1. Data controller

Precedo Consulting Oy​

Business ID 1739637-1​

Kampinkuja 2, 00100 Helsinki, Finland

Including the companies belonging to the group at the time of writing:​

Precedo Performance Oy​

Business ID 2474545-3​

Kampinkuja 2, 00100 Helsinki, Finland.

2. Contact person responsible for the register

Marko Hänninen
Marko.hanninen@precedo.fi

3. Name of the register

Company customer, marketing, and personal register.

4. Legal basis and purpose of processing personal data

In connection with the assignments received by the company, we collect and process personal data in accordance with the privacy policy and applicable legislation. By using our services, website, or contacting us, the individual agrees to our processing of personal data in accordance with this privacy policy.​

We process personal data for the purpose of providing our services and conducting and developing our business, ensuring that we always have a legal basis for processing personal data. Personal data is processed by our employees who have signed a confidentiality agreement in the course of their duties.​

We collect, store, and process personal data only for predefined purposes. We always value people's privacy and are committed to protecting it. We only collect information that is necessary and relevant. The main purposes for which we use the information are: developing our business, communicating with customers, maintaining customer relationships, marketing to customers, recruiting and providing direct search services, helping our corporate customers find suitable candidates for open positions, helping job seekers find jobs that match their profiles, fulfilling our contractual obligations, complying with legal obligations and requirements, and targeting our services.​

The data is not used for automated decision-making or profiling.

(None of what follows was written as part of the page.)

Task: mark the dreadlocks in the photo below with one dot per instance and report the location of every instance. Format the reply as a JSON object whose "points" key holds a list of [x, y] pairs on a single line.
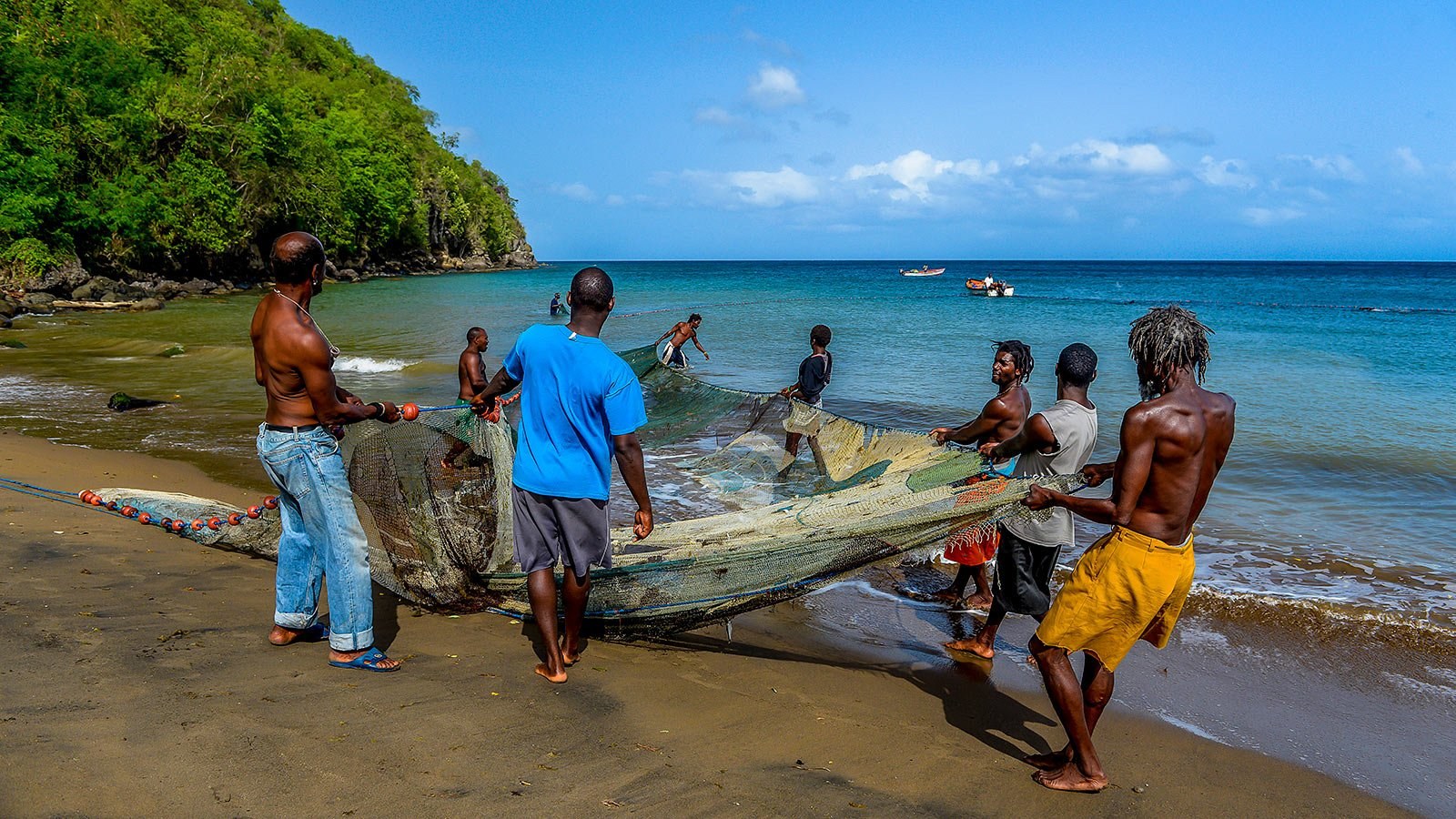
{"points": [[1171, 339], [1019, 356]]}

5. Data content of the register

The data stored in the register includes: the person's name, position, company/organization, contact details (phone number, email address, address), website addresses, social media accounts/profiles, information about services ordered and changes to them, billing information, information obtained from the person themselves during personal assessments, and other information related to the customer relationship and services ordered.​

Test data related to the persons being assessed is stored for six months, after which it is destroyed.

6. Regular sources of information

The information stored in the register is obtained from the customer, for example, from messages sent via web forms, by email, by telephone, through social media services, from agreements, customer meetings, and other situations in which the customer provides their information.​

We collect personal data mainly from the person themselves in connection with the use of our services or when the person submits their CV to us on their own initiative, for example. In addition, we obtain information from public sources such as press releases, appointment announcements, and LinkedIn. With the person's consent, we may collect information about the person from references.​

Typically, the information we collect from individuals includes: contact details, job application, resume, work history, education, work experience, names of references, information provided in interviews, and results of personality tests and questionnaires used in personal assessments.​

Information collected from public sources: Information mentioned in LinkedIn profiles, such as work history, degrees, language skills, and areas of expertise, information from appointment announcements, press releases, and other information available on public websites.

7. Regular disclosure of data and transfer of data outside the EU or EEA

In our client relationships, we may disclose personal data with the consent of the individual to our client companies' contact persons to the extent necessary for the implementation of recruitment projects or personal assessments. Personal data will not be transferred outside the EU unless the person has given their consent.

8. Principles of register protection

The register is processed with care and the data processed using information systems is protected appropriately. When register data is stored on Internet servers, the physical and digital security of the equipment is ensured in an appropriate manner. The controller shall ensure that stored data, server access rights, and other information critical to the security of personal data are treated confidentially and only by employees and service providers whose job description includes such tasks. Personal data is stored on our service provider's servers located in the EU, which are protected in accordance with industry standards. We take care of data security. Access to personal data is protected by user-specific IDs, passwords, and access rights.